Стучали колеса электрички, мелькали фонарные столбы, Москва за окном расплавилась и потекла, чтобы отлиться через полчаса Лобней. Москва не держала Илью, не отговаривала. Хочешь до́хнуть – ну до́хни. Москва Илье была мачехой, Москве на Илью было насрать. А Лобня – как мать: ждала.
Ты злишься?
Мне не на что отпеть тебя и не на что похоронить. Я еду к тебе с пустыми карманами. Агенты ритуальных услуг требовали от меня поступить по-христиански, но мне не на что. Я теперь не знаю, что они сделают с тобой и что – со мной. Ты не простишь меня? Ты всегда говорила мне, что слова ничего не стоят, что всем моим «прости» – ноль цена, слова просто звук, значение имеют только дела. Но я везу тебе одни слова.
Ты злишься.
Когда я был совсем пацаном, знаешь, мы с Серегой и Саньком полезли на стройку. Они сказали мне, что в котловане рабочие забыли строительные патроны, и мне выпало за ними спускаться. Я спустился и потом не мог выбраться обратно. В тот день я впервые понял, что могу умереть. Я никогда не рассказывал тебе об этом, ма, потому что боялся, что ты еще долго не будешь со мной разговаривать, как после той истории с котом.
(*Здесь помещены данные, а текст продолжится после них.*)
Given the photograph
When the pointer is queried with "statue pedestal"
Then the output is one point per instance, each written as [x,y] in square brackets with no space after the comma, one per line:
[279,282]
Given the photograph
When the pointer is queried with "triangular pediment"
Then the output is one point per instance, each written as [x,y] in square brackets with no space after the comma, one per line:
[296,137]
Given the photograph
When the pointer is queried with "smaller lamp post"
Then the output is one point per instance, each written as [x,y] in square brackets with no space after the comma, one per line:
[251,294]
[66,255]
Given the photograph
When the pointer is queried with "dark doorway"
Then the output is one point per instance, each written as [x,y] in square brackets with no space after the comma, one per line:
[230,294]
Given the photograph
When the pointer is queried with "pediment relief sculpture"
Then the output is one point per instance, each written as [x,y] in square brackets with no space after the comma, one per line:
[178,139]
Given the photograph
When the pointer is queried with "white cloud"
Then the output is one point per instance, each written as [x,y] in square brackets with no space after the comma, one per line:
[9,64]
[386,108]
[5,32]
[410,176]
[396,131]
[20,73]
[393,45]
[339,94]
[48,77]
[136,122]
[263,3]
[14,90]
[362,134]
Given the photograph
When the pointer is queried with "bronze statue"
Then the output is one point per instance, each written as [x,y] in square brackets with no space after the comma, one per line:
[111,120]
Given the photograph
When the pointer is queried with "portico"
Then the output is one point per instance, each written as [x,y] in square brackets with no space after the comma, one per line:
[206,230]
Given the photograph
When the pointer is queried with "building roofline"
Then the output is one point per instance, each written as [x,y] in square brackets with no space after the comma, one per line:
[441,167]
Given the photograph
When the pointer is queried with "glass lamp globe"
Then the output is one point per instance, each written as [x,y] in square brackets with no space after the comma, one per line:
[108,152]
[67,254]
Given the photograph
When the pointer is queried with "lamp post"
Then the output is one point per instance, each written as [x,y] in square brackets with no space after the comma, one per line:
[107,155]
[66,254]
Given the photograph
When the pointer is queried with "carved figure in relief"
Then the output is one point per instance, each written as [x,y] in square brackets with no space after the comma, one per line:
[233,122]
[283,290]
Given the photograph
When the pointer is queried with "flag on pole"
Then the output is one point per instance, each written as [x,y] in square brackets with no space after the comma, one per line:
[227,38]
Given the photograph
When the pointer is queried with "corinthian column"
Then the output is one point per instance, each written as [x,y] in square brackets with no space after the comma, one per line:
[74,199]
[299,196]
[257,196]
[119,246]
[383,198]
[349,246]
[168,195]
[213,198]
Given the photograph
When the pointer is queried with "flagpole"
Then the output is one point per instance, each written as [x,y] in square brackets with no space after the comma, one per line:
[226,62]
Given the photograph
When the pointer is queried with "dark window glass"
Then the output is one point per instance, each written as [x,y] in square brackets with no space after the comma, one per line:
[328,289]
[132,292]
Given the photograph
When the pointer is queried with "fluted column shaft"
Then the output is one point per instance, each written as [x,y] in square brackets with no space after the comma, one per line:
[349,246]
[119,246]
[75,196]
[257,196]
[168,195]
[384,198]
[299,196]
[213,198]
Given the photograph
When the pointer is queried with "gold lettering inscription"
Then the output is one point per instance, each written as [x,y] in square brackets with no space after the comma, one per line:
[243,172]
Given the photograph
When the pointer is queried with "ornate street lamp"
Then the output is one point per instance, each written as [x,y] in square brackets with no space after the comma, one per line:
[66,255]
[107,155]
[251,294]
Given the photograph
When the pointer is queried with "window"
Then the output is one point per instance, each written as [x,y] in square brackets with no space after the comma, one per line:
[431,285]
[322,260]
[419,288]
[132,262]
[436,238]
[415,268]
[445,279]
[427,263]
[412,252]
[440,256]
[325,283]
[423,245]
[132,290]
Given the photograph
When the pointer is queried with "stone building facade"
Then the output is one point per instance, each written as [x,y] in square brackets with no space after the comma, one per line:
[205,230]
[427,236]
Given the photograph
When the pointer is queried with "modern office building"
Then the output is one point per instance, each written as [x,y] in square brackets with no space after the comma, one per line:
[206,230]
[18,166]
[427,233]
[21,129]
Стены котлована казались отлогими, и я карабкался вверх, чтобы меня не затянуло в воронку. Но песок проходит сквозь мои пальцы, стена оползает вниз, и меня тащит в чью-то пасть, которая вместо дна, хотя я ползу к небу. Кто меня тянет в смерть, это ведь не ты, ма? Ты ведь хотела, чтобы я жил, говорила, что я еще все смогу начать заново!